Service Members' Job Satisfaction Still High, Survey Shows

Team Infidel

Forum Spin Doctor
Army Times
January 8, 2007

Despite growing disaffection with the war in Iraq, members of the U.S. armed forces remain contented with their jobs.
With a startling consistency, 86 percent of those responding to the Military Times Poll say they are satisfied with their job, a number that hasn’t varied more than two points in the four years the poll has been asking the question.
When pollsters ask Americans in general that question, they get similar numbers. A USA Today/Gallup poll last summer, for example, found 89 percent were satisfied with their jobs.
When asked to rate their overall military quality of life, fewer than 10 percent rated it poor or very poor.

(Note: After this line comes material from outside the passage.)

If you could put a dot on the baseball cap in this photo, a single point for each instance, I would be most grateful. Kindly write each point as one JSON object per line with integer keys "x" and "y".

And that number, too, has remained level since the war began.
By large majorities, those responding:
*Are satisfied with their family lives and the time they spend with their family.
*Would sign up again if given the choice.
*Would recommend a military career to others, including their own children.
*Are not worried about their finances.
Part of the explanation for these upbeat assessments may stem from the nature of the population being surveyed. The average member of the sample — active-duty subscribers to the Military Times newspapers — is older (36 years old) and more senior (15 years’ service) than an average member of the overall force. These are men and women who have bought into the military lifestyle — and remain satisfied with that choice.
Professor David Segal, director of the Center for Research on Military Organization at the University of Maryland, said the high morale reflected the nature of the group being surveyed.
“This is the career force. They’re not apprentice troops,” he said. “The troops have maintained their level of professionalism.”
The two-thirds of the respondents who said they’d sign up again today if they had to make that choice cited patriotism as the main reason. That was followed closely by pension. The 21 percent who said they would not sign up cited poor base facilities and frequent deployments as their biggest gripes.
Finally, 63 percent think that today’s troops are the best ever.